Thursday S&P 500 0.58% | NASDAQ 0.26%
Quite often, following a market sell off, we will see a bounce the following day. Not on Thursday… Equities oscillated between gains and losses throughout the day, ultimately landing slightly lower. The S&P 500 is off approximately 19% from its high. It is inching ever closer to bear market territory (20% fall from recent highs).
Friday S&P 500 0.01% | NASDAQ 0.29%
Markets opened in the green in reaction to lending rates in China being eased. That faded quickly and the S&P 500 pushed down about 1.4%. This brought the index to 20% down from it’s high. Late in the day, markets rallied to end unchanged.

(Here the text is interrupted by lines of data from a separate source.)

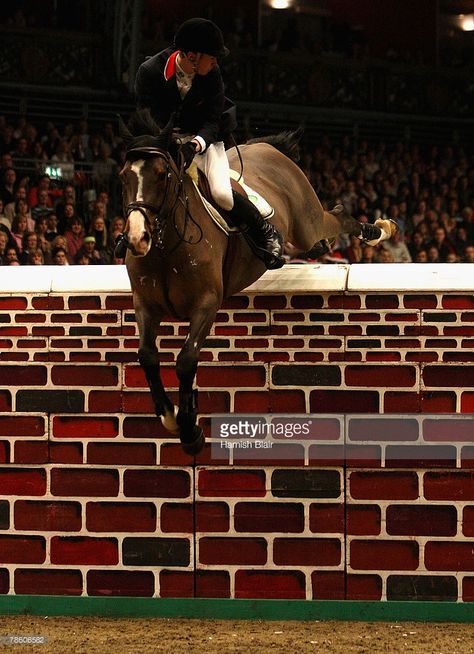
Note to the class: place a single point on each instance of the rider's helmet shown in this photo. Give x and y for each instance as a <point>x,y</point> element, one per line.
<point>200,35</point>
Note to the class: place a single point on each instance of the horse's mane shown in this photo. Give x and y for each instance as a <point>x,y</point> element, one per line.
<point>286,142</point>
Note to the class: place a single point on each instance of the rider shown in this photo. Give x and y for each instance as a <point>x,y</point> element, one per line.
<point>186,80</point>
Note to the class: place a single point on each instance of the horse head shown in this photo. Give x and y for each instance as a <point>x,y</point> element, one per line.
<point>149,179</point>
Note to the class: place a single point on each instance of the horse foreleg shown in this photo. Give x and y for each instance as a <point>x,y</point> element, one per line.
<point>149,360</point>
<point>191,435</point>
<point>339,221</point>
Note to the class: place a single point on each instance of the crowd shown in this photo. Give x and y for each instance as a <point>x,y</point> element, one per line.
<point>428,192</point>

Conclusion S&P 500 3.05% | NASDAQ 3.82%
The S&P 500 fell 20% from their January highs. The significance of this is that a fall of 20% marks a bear market. During recessions, this is a market where rallies will occur (markets hang lower rather than putting in new highs). Bear markets in expansions frequently are short-term swings of losses rather than sustained down periods. At the end of 2018, we hit bear market territory and markets proceeded to rally capturing new highs throughout 2019. This may be a recent point, but it does give us hope that the storm may be almost over.